Cilium
Security Monitoring is now available Security Monitoring is now available

Cilium

Agent Check Agent Check

Supported OS: Linux Mac OS Windows

Overview

This check monitors Cilium through the Datadog Agent. The integration can either collect metrics from the cilium-agent or cilium-operator.

Setup

Follow the instructions below to install and configure this check for an Agent running on a host. For containerized environments, see the Autodiscovery Integration Templates for guidance on applying these instructions.

Installation

The Cilium check is included in the Datadog Agent package, but it requires additional setup steps to expose Prometheus metrics.

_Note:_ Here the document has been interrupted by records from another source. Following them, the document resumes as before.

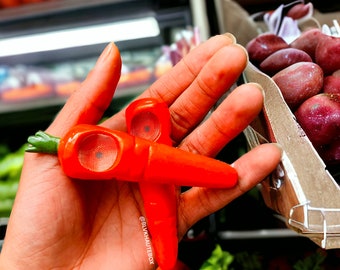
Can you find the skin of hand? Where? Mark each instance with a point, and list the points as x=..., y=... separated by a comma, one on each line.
x=63, y=223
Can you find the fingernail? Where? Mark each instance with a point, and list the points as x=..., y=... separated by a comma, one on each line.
x=259, y=87
x=230, y=36
x=279, y=146
x=106, y=52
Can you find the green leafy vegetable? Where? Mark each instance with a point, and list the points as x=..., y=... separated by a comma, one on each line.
x=219, y=260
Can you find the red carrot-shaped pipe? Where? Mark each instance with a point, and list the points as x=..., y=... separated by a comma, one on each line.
x=150, y=119
x=94, y=152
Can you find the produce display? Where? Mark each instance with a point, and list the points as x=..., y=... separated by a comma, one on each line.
x=306, y=68
x=10, y=170
x=25, y=83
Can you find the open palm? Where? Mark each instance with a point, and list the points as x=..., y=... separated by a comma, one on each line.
x=63, y=223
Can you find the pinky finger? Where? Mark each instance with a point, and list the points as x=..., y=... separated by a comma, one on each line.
x=252, y=168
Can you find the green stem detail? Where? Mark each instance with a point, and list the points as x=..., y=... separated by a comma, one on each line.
x=42, y=142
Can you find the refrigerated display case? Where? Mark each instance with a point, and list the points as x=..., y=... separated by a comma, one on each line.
x=53, y=43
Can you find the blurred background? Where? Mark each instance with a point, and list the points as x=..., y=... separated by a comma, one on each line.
x=48, y=47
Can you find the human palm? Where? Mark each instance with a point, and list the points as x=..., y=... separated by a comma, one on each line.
x=63, y=223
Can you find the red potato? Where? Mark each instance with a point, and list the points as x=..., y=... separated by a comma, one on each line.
x=330, y=154
x=327, y=54
x=319, y=117
x=282, y=59
x=298, y=11
x=308, y=41
x=299, y=82
x=264, y=45
x=331, y=84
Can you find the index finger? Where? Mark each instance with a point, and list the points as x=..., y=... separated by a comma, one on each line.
x=172, y=84
x=87, y=104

  1. In order to enable Prometheus metrics in both the cilium-agent and cilium-operator, deploy Cilium with the global.prometheus.enabled=true Helm value set, or:

  2. Separately enable Prometheus metrics:

    • In the cilium-agent add --prometheus-serve-addr=:9090 to the args section of the Cilium DaemonSet config:

      # [...]
      spec:
      containers:
       - args:
           - --prometheus-serve-addr=:9090
    • Or in the cilium-operator add --enable-metrics to the args section of the Cilium deployment config:

      # [...]
      spec:
      containers:
       - args:
           - --enable-metrics

Configuration

Host

  1. Edit the cilium.d/conf.yaml file, in the conf.d/ folder at the root of your Agent’s configuration directory to start collecting your Cilium performance data. See the sample cilium.d/conf.yaml for all available configuration options.

    • To collect cilium-agent metrics, enable the agent_endpoint option.
    • To collect cilium-operator metrics, enable the operator_endpoint option.
  2. Restart the Agent.

Log Collection

Cilium contains two types of logs: cilium-agent and cilium-operator.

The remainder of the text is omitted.